Mamá revela aquella parte oscura de ti que sabes que tienes que intentar mejorar pero no te atreves a hacerlo

Hasta hace pocos días, todavía interpretaba su debilidad de anclarme a la tierra como una forma de limitarme. Eso ha hecho que, durante años y años, nuestra relación haya estado como el juego de la cuerda. Ella estira hacia un lado, yo hacia el otro. En plena efervescencia adolescente, la he llegado a considerar mi némesis. Como aliñaba las batallas con episodios de amor materno incondicional, eso hacía que todo fuera todavía más contradictorio. Le he dicho cosas que no me hubiera atrevido a decirle a papá, ni de coña. Pero siempre he tenido miedo de ella cuando se enfada de verdad. De la contundencia de sus nos. De su capacidad de hacerte ver la realidad pura y dura, sin idealismos. Más que un espejo, mamá es alguien que te obliga a mirarte al espejo dirigiéndote la cabeza cogiéndote la barbilla. Con la misma contundencia que abría las cortinas de los probadores del Zara al grito de "a ver cómo te quedan los pantalones" —si todavía no te los habías podido subir, mala suerte—, mamá revela aquella parte oscura de ti que sabes que tienes que intentar mejorar pero no te atreves a hacerlo. Su resiliencia extrema también asusta. Podría vivir años y años en una trinchera, sin doblarse. Eso ha hecho que, a menudo, no se me haya preocupado mucho de su bienestar emocional, por aquello que si tiene energía para soportarnos es que mal no debe estar.

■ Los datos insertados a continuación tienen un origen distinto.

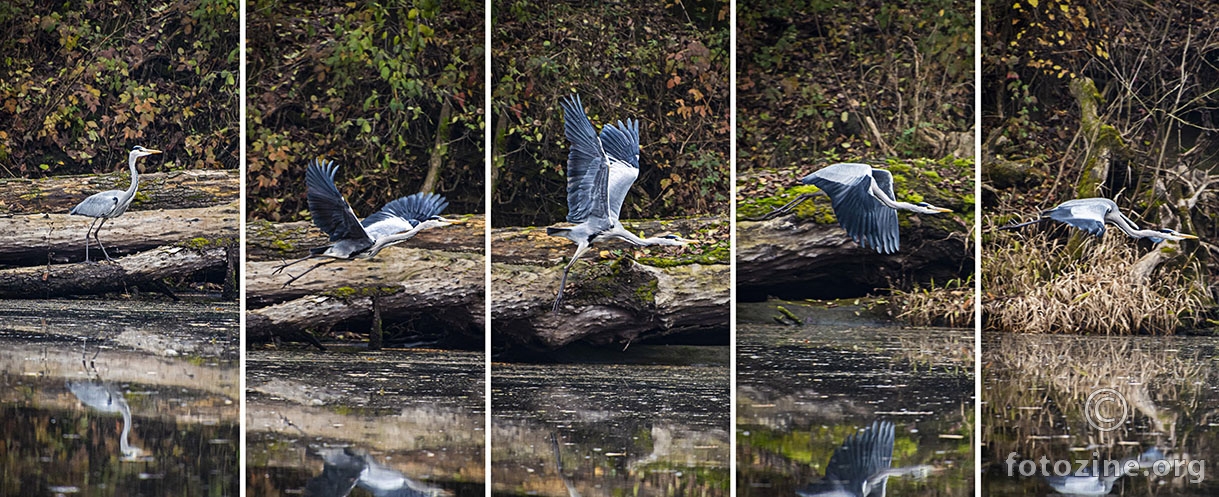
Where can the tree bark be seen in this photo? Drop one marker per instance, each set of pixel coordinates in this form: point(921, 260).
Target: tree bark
point(178, 189)
point(268, 241)
point(42, 239)
point(142, 269)
point(788, 258)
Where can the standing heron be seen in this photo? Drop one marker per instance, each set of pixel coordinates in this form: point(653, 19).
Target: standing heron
point(110, 204)
point(1091, 215)
point(863, 202)
point(600, 172)
point(861, 467)
point(399, 221)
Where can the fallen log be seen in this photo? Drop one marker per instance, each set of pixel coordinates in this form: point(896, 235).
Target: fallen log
point(276, 241)
point(792, 258)
point(176, 189)
point(56, 239)
point(144, 269)
point(404, 283)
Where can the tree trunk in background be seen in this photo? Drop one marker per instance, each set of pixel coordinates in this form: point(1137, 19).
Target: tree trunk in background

Un día, cuando estás a punto de cumplir la treintena, vas por la calle tan tranquila y de sopetón ves a tu madre reflejada en un escaparate. Siempre has pensado que tus vicios te vienen de mamá y las virtudes de papá, pero aquella imagen te dice que no es así. Empiezas a recordar, primero, pequeños detalles. Como que las dos os emocionáis delante de obras de arte o cerráis los ojos cuando escucháis música clásica en directo. Entonces piensas en cosas más grandes. Tú, también si quisieras, podrías vivir años y años en una trinchera sin terminarte. Te das cuenta que, por mucho que quieras ser original, no dejas de ser una mezcla de características de tu padre y tu madre lanzadas con contundencia contra una pared. Eres un cuadro de Pollock con patas.

Nunca he pensado en si mamá ha sido una buena madre. No lo ha sido en los términos en que los libros y las películas nos han dicho que son las madres. Siempre me ha recordado a las mujeres que salían en las viñetas estampadas a los libros de la Maitena que ella y yo compartíamos durante mi adolescencia. Gracias a una contradictoria historia de sustos, miedos, broncas, alianzas extrañas y alegrías a la cual todavía le quedan muchos capítulos, he concluido que, más que buena o mala, es la madre que me ha tocado, sí, pero también la que más se ajustaba a lo que yo, por la manera como soy, necesito que sea una madre. Mi madre es, simplemente mamá. Y, de momento, todo ha sido bastante entretenido.